Читать книгу Los cañones de Agosto - Barbara W. Tuchman - Страница 5
ОглавлениеPREFACIO
por ROBERT K. MASSIE
Durante la última semana de enero de 1962, John Glenn pospuso por tercera vez su tentativa de viajar en cohete al espacio exterior y convertirse en el primer estadounidense en orbitar alrededor de la Tierra. A Bill «Moose» Skowren, el veterano primera base de los Yankees, tras realizar una buena temporada (561 at bats, 28 home runs y 89 carreras impulsadas) se le concedió un aumento de salario de 3.000 dólares, cosa que elevó sus ingresos anuales a 35.000 dólares. Franny y Zooey ocupaba el primer lugar de la lista de las novelas más vendidas, seguida unos puestos más abajo por Matar a un ruiseñor, mientras que el apartado de obras de no ficción lo encabezaba My Life in Court, de Louis Nizer. Ésa fue también la semana en que se publicó una de las mejores obras de historia que un norteamericano haya escrito jamás en el siglo XX.

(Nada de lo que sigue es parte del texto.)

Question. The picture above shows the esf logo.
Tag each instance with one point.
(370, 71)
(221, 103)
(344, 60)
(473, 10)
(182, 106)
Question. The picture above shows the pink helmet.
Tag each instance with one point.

Los cañones de agosto se convirtió rápidamente en un gran éxito editorial. Los críticos no escatimaron elogios y el boca a boca hizo que decenas de miles de lectores leyeran la obra. El presidente Kennedy entregó un ejemplar al primer ministro británico Macmillan y le comentó que los dirigentes mundiales debían evitar de un modo u otro cometer los errores que condujeron al estallido de la Primera Guerra Mundial. El Comité Pulitzer, que, según lo estipulado por el creador de los galardones, no podía otorgar el Premio de Historia a una obra que no versara sobre algún tema estadounidense, encontró una solución concediéndole a la señora Tuchman el premio de la categoría de ensayo. Los cañones de agosto cimentó la reputación de la autora y, en adelante, sus libros siguieron siendo estimulantes y escritos con una prosa elegante. Pero, para que se vendieran, a la mayoría de los lectores les bastaba saber que quien lo había escrito era Barbara Tuchman.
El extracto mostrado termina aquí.